Ella soltó una risita y apartó la mirada.
– Sólo estoy siendo una blandengue, nada más. Se os ve tan felices a los tres, ahí juntitos y acurrucados… Me recordáis a mi Albert, y pienso en lo que podríamos haber vivido juntos. -Titubeó y se encogió de hombros, contrita-. Hoy habría sido su cumpleaños. Habría cumplido cuarenta. Lo más probable es que estuviésemos celebrándolo a lo grande, si las cosas hubiesen salido de otra manera.
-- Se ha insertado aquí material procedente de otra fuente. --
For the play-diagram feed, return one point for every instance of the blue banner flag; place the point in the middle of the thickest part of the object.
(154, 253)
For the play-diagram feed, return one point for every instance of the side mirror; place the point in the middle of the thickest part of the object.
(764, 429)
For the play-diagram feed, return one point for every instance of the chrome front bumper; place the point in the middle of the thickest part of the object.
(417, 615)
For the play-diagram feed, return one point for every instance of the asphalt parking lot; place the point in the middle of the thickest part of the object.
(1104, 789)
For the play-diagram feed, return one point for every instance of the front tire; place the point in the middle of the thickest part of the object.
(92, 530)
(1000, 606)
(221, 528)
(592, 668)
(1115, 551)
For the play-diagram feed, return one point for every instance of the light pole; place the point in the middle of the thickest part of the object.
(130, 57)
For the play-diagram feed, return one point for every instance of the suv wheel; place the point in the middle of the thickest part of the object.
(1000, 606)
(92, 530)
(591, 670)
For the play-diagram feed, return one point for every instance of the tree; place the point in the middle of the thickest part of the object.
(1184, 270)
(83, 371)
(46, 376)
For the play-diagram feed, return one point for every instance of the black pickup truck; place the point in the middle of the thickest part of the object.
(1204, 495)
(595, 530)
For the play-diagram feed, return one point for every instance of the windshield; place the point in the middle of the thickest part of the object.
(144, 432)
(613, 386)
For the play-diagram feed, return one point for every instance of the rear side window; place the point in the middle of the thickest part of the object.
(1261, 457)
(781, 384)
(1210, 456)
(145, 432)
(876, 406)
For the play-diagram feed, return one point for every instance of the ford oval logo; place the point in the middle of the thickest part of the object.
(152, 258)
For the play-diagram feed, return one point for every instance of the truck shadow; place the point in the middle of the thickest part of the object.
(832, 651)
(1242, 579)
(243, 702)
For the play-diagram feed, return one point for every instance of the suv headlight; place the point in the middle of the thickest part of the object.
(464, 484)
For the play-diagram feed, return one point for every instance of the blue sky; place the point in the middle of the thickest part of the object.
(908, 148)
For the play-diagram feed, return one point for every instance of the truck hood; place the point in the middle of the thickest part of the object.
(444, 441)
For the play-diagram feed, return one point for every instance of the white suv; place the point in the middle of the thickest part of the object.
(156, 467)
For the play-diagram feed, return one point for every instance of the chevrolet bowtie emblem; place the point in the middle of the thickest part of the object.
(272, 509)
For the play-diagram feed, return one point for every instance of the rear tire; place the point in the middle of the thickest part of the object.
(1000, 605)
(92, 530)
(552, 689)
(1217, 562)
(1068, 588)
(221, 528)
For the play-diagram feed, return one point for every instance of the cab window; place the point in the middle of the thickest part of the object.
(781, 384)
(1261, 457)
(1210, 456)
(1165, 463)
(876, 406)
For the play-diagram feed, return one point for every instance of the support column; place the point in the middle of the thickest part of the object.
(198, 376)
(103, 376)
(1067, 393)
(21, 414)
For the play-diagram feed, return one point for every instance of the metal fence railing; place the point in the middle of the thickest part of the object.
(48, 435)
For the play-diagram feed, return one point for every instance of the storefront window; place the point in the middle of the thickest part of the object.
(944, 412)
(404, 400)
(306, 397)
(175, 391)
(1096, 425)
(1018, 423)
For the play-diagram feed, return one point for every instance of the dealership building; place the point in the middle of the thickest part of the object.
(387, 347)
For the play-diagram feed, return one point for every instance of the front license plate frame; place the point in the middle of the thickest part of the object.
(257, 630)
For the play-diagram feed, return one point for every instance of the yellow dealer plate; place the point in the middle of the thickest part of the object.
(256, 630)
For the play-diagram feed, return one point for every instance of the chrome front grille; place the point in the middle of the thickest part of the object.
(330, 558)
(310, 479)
– Rachel, debería habérnoslo dicho. -Zoya fue a sentarse junto a ella; le rodeó los hombros con un brazo y la besó en la mejilla. Siempre mostraba gran empatia en momentos como aquél, cuando veía otra alma atormentada; era una de las cosas que yo adoraba de ella-. Supongo que piensa en él muchas veces.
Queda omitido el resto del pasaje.